Tunisian and Italian researchers were able to explore the remains of the town of Neapolis, part of which had been swallowed up by a tsunami.
„It is a major discovery“ because it corroborates narratives dating back to antiquity, Mounir Fantar, director of the archaeological mission, told AFP. Roman remains extending over 20 hectares under the sea were discovered during the summer of 2017 by a Tunisian-Italian mission in Nabeul, Tunisia . It confirms that a tsunami engulfed part of the city of Neapolis in the 4th century.
A city specializing in garum production
A joint team of the National Institute of Tunisian Heritage (INP) and the University of Sassari-Oristano in Italy carried out underwater surveys which uncovered streets, monuments and above all about a hundred vats for the production of „garum“, a sauce of flesh and viscera of fish, probably responsible for intestinal problems but which the Romans were very fond of.
„This discovery gave us the certainty that Neapolis was a great center of garum and salting, probably the largest center in the Roman world, and that (…) the notables of Neapolis really owed their fortune to the garum,“Mr Fantar added.
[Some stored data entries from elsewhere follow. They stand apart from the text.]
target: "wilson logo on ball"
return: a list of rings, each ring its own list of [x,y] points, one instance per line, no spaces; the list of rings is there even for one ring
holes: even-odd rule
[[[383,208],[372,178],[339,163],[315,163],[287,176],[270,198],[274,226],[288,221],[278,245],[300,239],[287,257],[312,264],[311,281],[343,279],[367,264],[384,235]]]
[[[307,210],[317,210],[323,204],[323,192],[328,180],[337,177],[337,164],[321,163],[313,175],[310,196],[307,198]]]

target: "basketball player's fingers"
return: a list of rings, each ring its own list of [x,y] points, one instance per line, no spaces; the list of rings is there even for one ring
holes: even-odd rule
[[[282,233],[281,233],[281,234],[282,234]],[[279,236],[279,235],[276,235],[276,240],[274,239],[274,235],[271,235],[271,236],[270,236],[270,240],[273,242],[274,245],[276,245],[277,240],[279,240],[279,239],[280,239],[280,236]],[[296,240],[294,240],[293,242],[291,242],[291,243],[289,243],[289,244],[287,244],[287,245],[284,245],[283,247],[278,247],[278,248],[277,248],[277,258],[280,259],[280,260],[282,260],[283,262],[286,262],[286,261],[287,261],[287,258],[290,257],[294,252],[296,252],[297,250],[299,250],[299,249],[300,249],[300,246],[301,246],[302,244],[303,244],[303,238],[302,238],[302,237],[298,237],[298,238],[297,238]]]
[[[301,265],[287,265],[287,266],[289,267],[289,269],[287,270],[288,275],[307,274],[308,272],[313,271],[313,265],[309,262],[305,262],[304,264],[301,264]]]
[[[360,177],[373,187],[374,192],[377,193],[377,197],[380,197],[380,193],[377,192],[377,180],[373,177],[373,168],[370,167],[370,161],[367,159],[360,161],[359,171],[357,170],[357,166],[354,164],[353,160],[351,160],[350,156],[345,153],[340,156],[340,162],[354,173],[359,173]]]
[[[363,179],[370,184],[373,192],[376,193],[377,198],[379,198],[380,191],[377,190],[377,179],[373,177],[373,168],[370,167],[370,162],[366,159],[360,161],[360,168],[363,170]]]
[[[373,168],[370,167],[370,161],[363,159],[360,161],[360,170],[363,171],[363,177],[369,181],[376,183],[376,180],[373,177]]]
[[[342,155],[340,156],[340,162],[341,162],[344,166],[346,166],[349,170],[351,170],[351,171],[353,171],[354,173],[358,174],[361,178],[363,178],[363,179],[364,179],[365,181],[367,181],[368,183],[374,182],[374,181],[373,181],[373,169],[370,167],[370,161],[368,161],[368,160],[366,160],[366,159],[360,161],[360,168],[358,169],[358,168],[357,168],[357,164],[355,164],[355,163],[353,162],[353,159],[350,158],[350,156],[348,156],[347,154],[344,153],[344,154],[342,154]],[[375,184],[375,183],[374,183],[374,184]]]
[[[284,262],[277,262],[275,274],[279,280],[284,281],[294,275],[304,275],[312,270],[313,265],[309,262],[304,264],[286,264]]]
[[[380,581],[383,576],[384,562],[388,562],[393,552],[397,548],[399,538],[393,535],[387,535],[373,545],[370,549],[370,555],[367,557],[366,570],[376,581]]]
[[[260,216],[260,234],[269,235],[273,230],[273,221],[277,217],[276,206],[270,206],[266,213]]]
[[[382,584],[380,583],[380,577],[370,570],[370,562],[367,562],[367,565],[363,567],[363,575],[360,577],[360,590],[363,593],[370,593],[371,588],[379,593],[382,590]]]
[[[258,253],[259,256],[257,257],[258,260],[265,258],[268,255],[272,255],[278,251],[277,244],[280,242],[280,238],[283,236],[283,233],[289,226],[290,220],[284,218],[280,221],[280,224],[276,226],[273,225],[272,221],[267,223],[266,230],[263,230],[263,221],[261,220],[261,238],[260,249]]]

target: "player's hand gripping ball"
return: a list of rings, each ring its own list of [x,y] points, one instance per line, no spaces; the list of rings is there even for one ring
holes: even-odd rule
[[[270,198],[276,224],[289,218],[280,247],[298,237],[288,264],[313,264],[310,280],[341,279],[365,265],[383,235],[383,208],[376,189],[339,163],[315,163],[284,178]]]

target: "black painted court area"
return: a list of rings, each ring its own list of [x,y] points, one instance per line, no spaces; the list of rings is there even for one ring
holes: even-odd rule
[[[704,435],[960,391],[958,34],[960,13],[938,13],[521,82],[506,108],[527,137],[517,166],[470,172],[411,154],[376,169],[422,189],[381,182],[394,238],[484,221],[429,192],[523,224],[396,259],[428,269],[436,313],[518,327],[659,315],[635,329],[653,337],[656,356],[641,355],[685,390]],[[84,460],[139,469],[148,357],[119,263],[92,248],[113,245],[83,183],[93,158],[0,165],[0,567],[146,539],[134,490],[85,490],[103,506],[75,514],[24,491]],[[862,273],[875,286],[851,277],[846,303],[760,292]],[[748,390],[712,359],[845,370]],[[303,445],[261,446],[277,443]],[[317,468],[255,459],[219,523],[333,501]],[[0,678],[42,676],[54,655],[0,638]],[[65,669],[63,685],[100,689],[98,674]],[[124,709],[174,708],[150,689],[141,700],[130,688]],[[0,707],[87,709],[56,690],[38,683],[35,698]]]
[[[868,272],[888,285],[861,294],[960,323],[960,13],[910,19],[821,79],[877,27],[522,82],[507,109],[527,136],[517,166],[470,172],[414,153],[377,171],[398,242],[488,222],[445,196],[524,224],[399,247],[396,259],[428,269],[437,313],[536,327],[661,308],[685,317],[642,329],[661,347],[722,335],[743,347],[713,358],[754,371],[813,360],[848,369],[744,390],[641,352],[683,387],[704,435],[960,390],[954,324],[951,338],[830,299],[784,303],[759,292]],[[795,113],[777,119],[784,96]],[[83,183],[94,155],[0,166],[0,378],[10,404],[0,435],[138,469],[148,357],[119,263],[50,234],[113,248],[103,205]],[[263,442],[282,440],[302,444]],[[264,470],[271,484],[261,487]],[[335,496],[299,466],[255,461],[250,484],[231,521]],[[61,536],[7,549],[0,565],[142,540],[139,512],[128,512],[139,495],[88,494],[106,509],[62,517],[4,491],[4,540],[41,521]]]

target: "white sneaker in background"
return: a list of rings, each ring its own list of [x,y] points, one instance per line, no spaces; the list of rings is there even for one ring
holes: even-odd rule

The garum has been exported across almost the entire Mediterranean and has built bridges between different cities“ in the region, according to the researcher.
An earthquake that also affected Alexandria and Crete
The mission began in 2010, first to try to find the port of the sunken city which was at first a Carthaginian counter evoked by the Greek historian Thucydides before becoming a colony of the Roman Empire. 7 years after the beginning of the mission and thanks to climatic conditions favorable to underwater research the archaeologists discovered the 20 hectares of vestiges near the shore of the city Nabeul in the northeast of the Tunisia.
The team now has „the certainty that Neapolis suffered from this earthquake“, which according to the historian Ammianus Marcellin, dated July 21, 365 AD, and which touched Alexandria and Crete, said Mr. Fantar. The tsunami that followed the earthquake immersed part of the city, which led to the relocation of curing activities. Today, “ the most important is not to excavate but to preserve “ these remains, to make “ an archaeological reserve for future generations ,“ said Mr. Fantar.